Automated Phytosensing: Ozone Exposure Classification Based on Plant Electrical Signals
Till Aust, Eduard Buss, Felix Mohr, Heiko Hamann
TL;DR
The paper addresses the lack of automated methods to classify ozone exposure from plant electrophysiology for phytosensing-based urban air quality monitoring. It introduces a workflow combining tsfresh for generic time-series features, Naive AutoML for automated pipeline search, and adapted forward feature selection to identify high-performing models. The approach achieves up to 94.6% accuracy on unseen ivy leaf data and shows generalizability to other species and stimuli, indicating broad applicability. This work supports scalable, low-cost urban monitoring using living plants and provides a reproducible framework for real-time phytosensing deployments.
Abstract
In our project WatchPlant, we propose to use a decentralized network of living plants as air-quality sensors by measuring their electrophysiology to infer the environmental state, also called phytosensing. We conducted in-lab experiments exposing ivy (Hedera helix) plants to ozone, an important pollutant to monitor, and measured their electrophysiological response. However, there is no well established automated way of detecting ozone exposure in plants. We propose a generic automatic toolchain to select a high-performance subset of features and highly accurate models for plant electrophysiology. Our approach derives plant- and stimulus-generic features from the electrophysiological signal using the tsfresh library. Based on these features, we automatically select and optimize machine learning models using AutoML. We use forward feature selection to increase model performance.
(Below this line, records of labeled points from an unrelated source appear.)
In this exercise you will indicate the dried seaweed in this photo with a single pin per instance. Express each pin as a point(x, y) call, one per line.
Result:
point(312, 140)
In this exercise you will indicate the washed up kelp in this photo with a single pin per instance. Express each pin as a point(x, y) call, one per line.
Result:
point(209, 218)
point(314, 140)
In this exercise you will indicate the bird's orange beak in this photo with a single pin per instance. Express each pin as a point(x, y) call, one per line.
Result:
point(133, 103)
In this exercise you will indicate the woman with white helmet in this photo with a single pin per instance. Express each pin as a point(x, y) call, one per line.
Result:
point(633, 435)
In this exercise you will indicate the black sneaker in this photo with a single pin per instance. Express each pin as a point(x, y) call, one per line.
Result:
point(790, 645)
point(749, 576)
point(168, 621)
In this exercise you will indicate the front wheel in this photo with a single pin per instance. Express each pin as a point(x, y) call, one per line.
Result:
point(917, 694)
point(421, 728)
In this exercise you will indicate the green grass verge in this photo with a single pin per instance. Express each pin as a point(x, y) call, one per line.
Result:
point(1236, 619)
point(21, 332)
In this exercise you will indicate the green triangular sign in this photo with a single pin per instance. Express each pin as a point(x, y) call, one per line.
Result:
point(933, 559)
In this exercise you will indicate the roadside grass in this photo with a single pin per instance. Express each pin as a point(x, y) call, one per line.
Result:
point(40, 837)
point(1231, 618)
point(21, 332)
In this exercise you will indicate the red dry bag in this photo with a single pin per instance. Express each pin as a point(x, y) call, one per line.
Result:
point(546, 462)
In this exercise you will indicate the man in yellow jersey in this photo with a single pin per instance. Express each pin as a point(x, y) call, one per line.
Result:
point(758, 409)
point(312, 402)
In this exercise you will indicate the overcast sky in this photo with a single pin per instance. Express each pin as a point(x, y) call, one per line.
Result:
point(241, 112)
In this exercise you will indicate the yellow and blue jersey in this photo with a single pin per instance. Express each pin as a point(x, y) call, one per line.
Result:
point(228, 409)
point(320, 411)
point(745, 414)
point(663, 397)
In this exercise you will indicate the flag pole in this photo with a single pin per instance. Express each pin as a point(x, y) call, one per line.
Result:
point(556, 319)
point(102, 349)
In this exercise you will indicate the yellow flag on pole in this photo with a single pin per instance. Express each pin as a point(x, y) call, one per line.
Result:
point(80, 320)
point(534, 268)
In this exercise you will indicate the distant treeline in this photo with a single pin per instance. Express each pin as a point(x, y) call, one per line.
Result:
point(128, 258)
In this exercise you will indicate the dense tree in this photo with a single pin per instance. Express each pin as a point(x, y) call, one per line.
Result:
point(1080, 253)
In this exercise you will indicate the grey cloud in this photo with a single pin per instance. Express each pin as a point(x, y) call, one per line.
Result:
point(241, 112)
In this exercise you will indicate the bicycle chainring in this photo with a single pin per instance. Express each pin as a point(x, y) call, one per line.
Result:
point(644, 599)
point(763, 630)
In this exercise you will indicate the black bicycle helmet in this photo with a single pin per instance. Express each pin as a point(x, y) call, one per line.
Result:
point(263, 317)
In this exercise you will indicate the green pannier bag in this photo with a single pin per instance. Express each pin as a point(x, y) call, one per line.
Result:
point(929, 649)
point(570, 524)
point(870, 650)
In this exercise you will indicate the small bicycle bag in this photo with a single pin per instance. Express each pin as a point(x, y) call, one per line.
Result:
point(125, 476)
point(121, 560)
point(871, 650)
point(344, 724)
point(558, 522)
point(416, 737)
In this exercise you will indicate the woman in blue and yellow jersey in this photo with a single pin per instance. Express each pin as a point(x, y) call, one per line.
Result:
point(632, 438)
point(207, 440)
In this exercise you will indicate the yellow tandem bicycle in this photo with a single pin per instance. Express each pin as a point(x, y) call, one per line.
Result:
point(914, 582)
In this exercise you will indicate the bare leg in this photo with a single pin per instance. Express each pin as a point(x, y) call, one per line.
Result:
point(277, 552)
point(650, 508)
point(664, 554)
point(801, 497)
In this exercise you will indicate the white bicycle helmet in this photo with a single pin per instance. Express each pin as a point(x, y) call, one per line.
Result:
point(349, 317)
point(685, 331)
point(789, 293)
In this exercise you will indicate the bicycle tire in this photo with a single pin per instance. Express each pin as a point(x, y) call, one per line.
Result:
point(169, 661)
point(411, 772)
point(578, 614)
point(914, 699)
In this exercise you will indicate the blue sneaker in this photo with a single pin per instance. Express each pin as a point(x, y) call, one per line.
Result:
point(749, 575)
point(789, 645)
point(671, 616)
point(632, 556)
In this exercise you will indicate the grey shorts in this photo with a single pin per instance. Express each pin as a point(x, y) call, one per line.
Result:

We show that our approach successfully classifies plant ozone exposure with accuracies of up to 94.6% on unseen data. We also show that our approach can be used for other plant species and stimuli. Our toolchain automates the development of monitoring algorithms for plants as pollutant monitors. Our results help implement significant advancements for phytosensing devices contributing to the development of cost-effective, high-density urban air monitoring systems in the future.